Missouri to Vote Aug. 5 on Tolling, Raising Sales Tax


Voters in Missouri will decide on Aug. 5 whether or not to raise their sales tax for 10 years, which, in turn, will mean a yes or no to tolls on the state’s existing roadways.

The proposed three-quarters-of-a-cent sales tax would be tacked onto the current 4.225 percent rate. The jump, which is projected to bring in $480 million annually to the Transportation Safety and Job Creation Fund and $54 million for local governments in Missouri, could only be used for transportation purposes.

If passed, it would be another step toward keeping existing roadways toll-free, the mission of the national Alliance For Toll-Free Interstates.

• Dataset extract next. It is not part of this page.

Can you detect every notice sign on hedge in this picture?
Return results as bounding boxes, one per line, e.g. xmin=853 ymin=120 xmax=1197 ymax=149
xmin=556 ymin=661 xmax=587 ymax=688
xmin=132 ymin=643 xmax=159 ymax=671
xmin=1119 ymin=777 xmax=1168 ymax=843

“The concerns of the alliance specifically are about tolling existing interstates … Not policy against tolling by any form,” said ATFI spokesman Julian Walker, emphasizing that understanding the effects of tolling is a must for states. “Tolling existing highways when you’re not doing anything to improve and augment to make them different than they are now” is, as the alliance has said before, a form of double taxation.

The ATFI, made up of individuals, businesses and organizations, aims to educate the general public, lawmakers and media outlets on the negative impacts of tolling on existing roadways, according to its website, tollfreeinterstates.com.

Tom Crawford, president and CEO of the Missouri Trucking Association, said they supported a similar bill two years ago that was filibustered in the last week of the legislative session.

“Oh absolutely,” Crawford said of the association supporting this latest effort. “We worked hard to secure passage of this legislation … at our June meeting, our board of directors unanimously supported it and reached out to our membership to turn out a positive vote for financial support for the campaign.”

In Missouri, Crawford said a public vote must take place for a project of more than 80 million dollars if it involves raising taxes. Crawford said it’s very congested on popular roadways in the state, such as I-70 and I-44, and that the proposed sales tax increase would allow construction to begin to reduce congestion.

“If it doesn’t pass, quite honestly, it will take a herculean effort to gather the funding” to reduce traffic on those roadways, Crawford said. The association also supports the refusal to allow tolls in the state while the sales tax is raised.

“I think obviously tolls are in many respects a last-ditch effort to try and put new roads in most of the proposals in Missouri to convert existing highways to tolling; it’s a non-starter to the trucking industry,” Crawford said. “Tolling is not the most efficient way to build infrastructure in this state.”

Missouri is just one example of a state that has been given the opportunity to experiment with tolls on existing roadways and turned it down.

In 1998, North Carolina, Missouri and Virginia were all given a unique opportunity under the federal Interstate System Reconstruction and Rehabilitation Pilot Program to put tolls on one existing interstate in their states to raise funds for repairing interstate corridors. None of the states have taken the bait.

Most recently, Virginia’s transportation bill passed in February 2013 that repealed the gas tax and put in place a 3.5 percent wholesale gas tax. It also forbids tolling on I-95.

In 1956, the federal government decided against tolling interstates, but rather funding transportation through a federal fuel tax. As the Highway Trust Fund continues to shrink, Congress is scrambling for new ways for states to fund transportation projects.

In April, President Barack Obama unveiled the administration’s Grow America Act, which in part would mean lifting the 1956 ban on tolling existing interstates. It would also allow states to divert toll money to projects other than transportation and require that all tolling be electronic, according to the ATFI.

Walker said the act would open the “floodgates” for states with negative consequences on everyone from businesses to the everyday consumer and driver. For trucking, tolling increases the cost of doing business and producing goods which in turn means more expense for all involved in the chain of commerce. Walker explained the plight of a shipping company headquartered at one end of the U.S. that needs to transport its goods to the other side of the country. A trucking company must send one or multiple trucks throughout the country to deliver the goods. If half the states they travel through have new tolls popping up, the trucking company’s budget takes a hit.

“That cost filters through everything that company does,” Walker said. “It ultimately effects the bottom-line.”

On the trucker’s end, putting up a toll might delay him or her from stopping for a meal or any reason on that stretch, causing local economies along the way to suffer, Walker added.

Another residual effect from tolling on existing roads is a concept called diversion, Walker said. This means some drivers will avoid paying the toll, using side roads instead, which would create more wear-and-tear on infrastructure and potentially create heavier traffic in an area that is not equipped to handle it. Walker pointed to areas that have medical, police and fire emergency traffic.

“It slows response times down,” Walker said. “There could be serious consequences from that.”

While the federal government grapples with how to sustain the Highway Trust Fund, the ATFI is standing along with trucking interest groups who oppose tolling existing roadways.

“The Alliance For Toll-Free Interstates is unanimous in the belief that the president’s tolling plan is bad policy for workers, families and businesses, and opposes its inclusion in any transportation funding plan that might emerge from Congress,” Walker said.